I wanted to ask if this or something like it had been considered, IIRC mpi4py was a big headache to support, but perhaps by confining that dependency to contrib/ most of the headache will disappear. Can also look at for example torch distributed, but I think that will cause a similar number of headaches for most likely less speed.

This is another thing I would interested in contributing (over the following weeks ...). But again, only if there is interest.

araffin commented 2 years ago

Hello, it looks interesting, do you have a minimal code example on how it works? the synchronization is done after each step?
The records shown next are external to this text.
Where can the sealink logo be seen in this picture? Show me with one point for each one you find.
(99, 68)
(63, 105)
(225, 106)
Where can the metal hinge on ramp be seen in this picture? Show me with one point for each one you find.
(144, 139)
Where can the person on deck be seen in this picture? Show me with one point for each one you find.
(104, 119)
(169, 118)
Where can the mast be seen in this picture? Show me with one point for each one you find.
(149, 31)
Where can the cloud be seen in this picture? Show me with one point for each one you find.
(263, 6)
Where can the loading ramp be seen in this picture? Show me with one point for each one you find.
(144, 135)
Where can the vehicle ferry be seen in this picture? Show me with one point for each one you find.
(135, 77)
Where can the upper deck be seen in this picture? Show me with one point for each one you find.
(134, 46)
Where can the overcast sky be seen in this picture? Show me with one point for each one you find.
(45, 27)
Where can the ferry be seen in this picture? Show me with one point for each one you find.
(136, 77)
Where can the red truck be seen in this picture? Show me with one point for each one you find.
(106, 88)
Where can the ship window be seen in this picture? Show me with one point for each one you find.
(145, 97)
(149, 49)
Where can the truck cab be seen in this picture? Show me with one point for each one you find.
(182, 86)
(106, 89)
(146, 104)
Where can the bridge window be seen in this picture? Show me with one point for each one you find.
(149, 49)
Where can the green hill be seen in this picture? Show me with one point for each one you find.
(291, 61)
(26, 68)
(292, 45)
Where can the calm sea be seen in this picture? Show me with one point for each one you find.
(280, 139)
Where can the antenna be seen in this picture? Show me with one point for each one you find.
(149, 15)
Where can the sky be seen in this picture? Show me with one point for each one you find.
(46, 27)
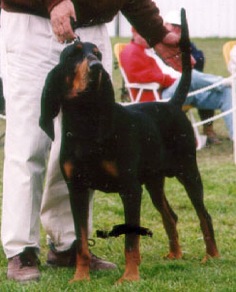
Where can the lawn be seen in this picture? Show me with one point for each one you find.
(157, 274)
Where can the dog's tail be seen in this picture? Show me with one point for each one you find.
(183, 87)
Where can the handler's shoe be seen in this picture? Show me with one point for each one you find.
(24, 266)
(212, 138)
(68, 258)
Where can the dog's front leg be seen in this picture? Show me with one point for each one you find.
(132, 202)
(80, 210)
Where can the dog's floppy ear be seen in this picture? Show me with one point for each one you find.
(50, 101)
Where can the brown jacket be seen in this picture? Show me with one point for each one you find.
(142, 14)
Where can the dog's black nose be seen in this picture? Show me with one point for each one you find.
(94, 62)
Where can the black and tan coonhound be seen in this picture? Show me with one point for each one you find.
(115, 148)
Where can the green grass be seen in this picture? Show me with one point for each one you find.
(157, 274)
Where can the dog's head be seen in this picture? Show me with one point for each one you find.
(78, 75)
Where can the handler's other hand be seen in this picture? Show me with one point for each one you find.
(170, 52)
(61, 15)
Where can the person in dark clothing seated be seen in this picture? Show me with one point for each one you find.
(172, 22)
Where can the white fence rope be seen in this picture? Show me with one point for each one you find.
(227, 80)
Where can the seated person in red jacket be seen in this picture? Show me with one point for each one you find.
(142, 65)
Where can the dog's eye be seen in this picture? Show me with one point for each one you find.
(97, 53)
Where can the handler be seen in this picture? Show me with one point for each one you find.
(33, 35)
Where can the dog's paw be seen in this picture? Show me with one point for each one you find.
(80, 276)
(208, 257)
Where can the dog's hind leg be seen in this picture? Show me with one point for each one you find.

In fact, I have the plan to have a complete PPO MPI version at some point in SB3 contrib (#11 ) where each core also compute gradients.

sgillen commented 2 years ago

Yes, the examples I made for testing live here. The synchronization happens at each steps, each call to G/gather is blocking.

I figure the proposed vec env could be used by any existing sb3 algorithms for a modest speedup, and maybe by future "MPI aware" algorithms for bigger gains.

araffin commented 2 years ago

Yes, the examples I made for testing live here.

thanks =) but I'm afraid this won't work with the current SB3 implementation...

sgillen commented 2 years ago

OK, I'm not seeing why that is though?